Jakarta, 31 Agustus 2026 – Kementerian Ekonomi Kreatif/Badan Ekonomi Kreatif (Ekraf), terus memperkuat ekosistem subsektor seni rupa nasional melalui perhelatan berskala global Jakarta Biennale 2026. Sinergi strategis ini ditegaskan dalam audiensi antara Kementerian Ekraf dan Dewan Kesenian Jakarta (DKJ) guna memacu pertumbuhan ekonomi dan daya saing perupa Indonesia di kancah internasional.
Wakil Menteri Ekonomi Kreatif/Wakil Kepala Badan Ekonomi Kreatif (Ekraf) Irene Umar menerima audiensi Dewan Kesenian Jakarta (DKJ) untuk membahas persiapan perhelatan seni berskala global, Jakarta Biennale 2026, di Gedung Film Pesona Indonesia, Jakarta, Senin (31/8/2026).
"Ajang perhelatan seni internasional seperti Jakarta Biennale bukan hanya wadah pameran karya, melainkan sarana strategis untuk memajukan potensi industri kreatif dan daya saing para perupa nasional. Kami berkomitmen memfasilitasi integrasi ekosistem seni rupa agar mampu memberikan dampak ekonomi yang nyata serta berkesinambungan bagi para pelaku seni Tanah Air,” ujar Wamen Ekraf, Irene Umar, saat audiensi di Gedung Film Pesona Indonesia, Jakarta, pada Senin (31/8),
Audiensi bersama DKJ ini bukan merupakan ajang perdana, melainkan wujud berlanjutnya kolaborasi yang telah dirintis sejak 25 April 2025 terkait Hari Puisi Nasional. Diskusi bertahap ini terus mendorong kreativitas sebagai media ekspresi seni yang memiliki nilai tambah serta berpotensi besar untuk dikomersialisasikan.
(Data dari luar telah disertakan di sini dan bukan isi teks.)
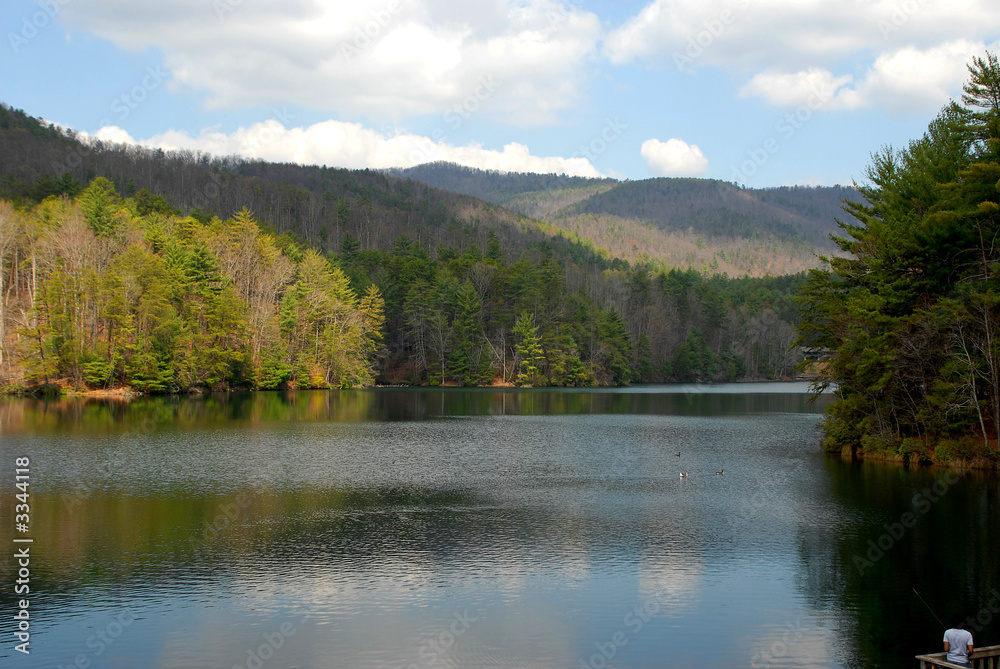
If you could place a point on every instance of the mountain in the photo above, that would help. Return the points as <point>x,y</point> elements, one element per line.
<point>443,287</point>
<point>713,226</point>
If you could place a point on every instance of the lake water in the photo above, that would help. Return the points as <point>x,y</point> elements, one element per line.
<point>416,529</point>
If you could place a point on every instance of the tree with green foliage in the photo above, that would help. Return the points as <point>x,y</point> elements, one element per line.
<point>907,318</point>
<point>529,351</point>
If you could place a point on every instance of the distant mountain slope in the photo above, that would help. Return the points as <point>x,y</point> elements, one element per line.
<point>709,225</point>
<point>491,185</point>
<point>321,205</point>
<point>720,209</point>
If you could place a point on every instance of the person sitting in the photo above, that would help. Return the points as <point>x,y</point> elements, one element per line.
<point>958,644</point>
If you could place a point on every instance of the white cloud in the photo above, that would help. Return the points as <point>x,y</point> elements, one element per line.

Pertemuan kali ini memaparkan rencana strategis pelaksanaan Jakarta Biennale 2026, mulai dari visi dan dampaknya bagi masyarakat hingga peluang sinergi antara DKJ dan Kementerian Ekraf, sebagai langkah kolaborasi yang sangat krusial. Sinergi ini merespons tren positif industri seni rupa nasional berdasarkan data BPS yang diolah Kementerian Ekraf, di mana nilai ekspor barang subsektor tersebut melonjak dari 2,45 juta dolar AS pada Januari–April 2025 menjadi 4,28 juta dolar AS pada periode yang sama tahun 2026.
Dok. Biro Komunikasi Kementerian Ekraf/ Badan Ekonomi Kreatif.
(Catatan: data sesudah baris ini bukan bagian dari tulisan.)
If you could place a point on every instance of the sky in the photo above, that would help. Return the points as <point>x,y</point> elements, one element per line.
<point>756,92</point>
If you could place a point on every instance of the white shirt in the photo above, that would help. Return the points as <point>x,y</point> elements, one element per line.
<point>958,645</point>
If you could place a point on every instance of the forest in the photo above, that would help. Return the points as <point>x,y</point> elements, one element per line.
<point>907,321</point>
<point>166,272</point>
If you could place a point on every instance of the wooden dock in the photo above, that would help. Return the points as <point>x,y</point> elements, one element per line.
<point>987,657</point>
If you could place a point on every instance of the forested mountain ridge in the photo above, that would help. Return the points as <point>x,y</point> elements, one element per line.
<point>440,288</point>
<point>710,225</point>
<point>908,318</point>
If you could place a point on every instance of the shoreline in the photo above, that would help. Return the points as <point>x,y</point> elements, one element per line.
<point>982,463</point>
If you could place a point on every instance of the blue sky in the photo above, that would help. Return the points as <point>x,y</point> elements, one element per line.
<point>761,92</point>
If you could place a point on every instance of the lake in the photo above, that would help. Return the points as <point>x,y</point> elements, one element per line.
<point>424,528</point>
"Kami dari Kementerian Ekraf siap membantu menghubungkan kegiatan ini dengan mitra kolaborasi, salah satunya terkait penyediaan lokasi. Namun kuncinya, detail acara dan kebutuhan proyek harus dirinci terlebih dahulu agar prosesnya lebih mudah. Kami siap mendukung ruang kolaborasi ini agar sektor ekonomi kreatif terus berkembang dan memberi nilai tambah signifikan bagi perekonomian nasional," ujar Irene Umar.
Jakarta Biennale adalah perhelatan seni rupa kontemporer dua tahunan berskala internasional yang digagas sejak tahun 1974 dan berperan strategis dalam membentuk wacana seni serta merefleksikan dinamika kehidupan kota dan masyarakatnya. Pada edisi 2026, ajang yang mengusung tema "Kebal" ini mengusung tema resiliensi warga Jakarta dan diselenggarakan pada 4 Oktober hingga 24 November 2026 di 9 lokasi di Jakarta.
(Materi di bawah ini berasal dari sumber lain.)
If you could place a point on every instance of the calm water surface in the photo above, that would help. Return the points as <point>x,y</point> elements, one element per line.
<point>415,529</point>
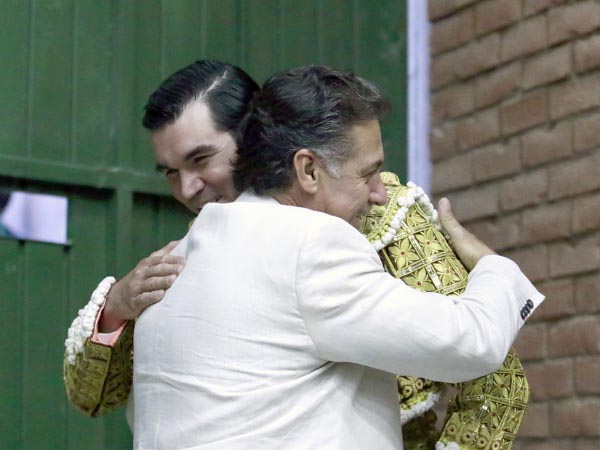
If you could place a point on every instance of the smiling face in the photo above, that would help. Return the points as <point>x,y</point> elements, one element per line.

Kegiatan Jakarta Biennale 2026 pada bulan Oktober diusulkan untuk dikolaborasikan dengan rangkaian peringatan Hari Ekraf Nasional dalam program 'Oktober Kreasi' yang berlangsung sebulan penuh di berbagai daerah. Selain itu, Wamen Ekraf juga membahas persiapan forum global World Conference on Creative Economy (WCCE) 2026 pada 21–23 Oktober di JIEXPO Kemayoran yang akan merumuskan Jakarta Vision on Creative Economy 2026 bagi sekitar 80 negara delegasi.
"Kami berterima kasih atas dukungan Kementerian Ekraf untuk Jakarta Biennale 2026. Sinergi ini akan memperluas dampak positif bagi para seniman dan masyarakat. Kami juga siap menindaklanjuti seluruh arahan dari Ibu Wamen demi suksesnya acara ini," ujar Berto Tukan, Wakil Ketua 1 DKJ.
Wamen Ekraf didampingi oleh Direktur Seni Rupa dan Seni Pertunjukan Dadam Mahdar.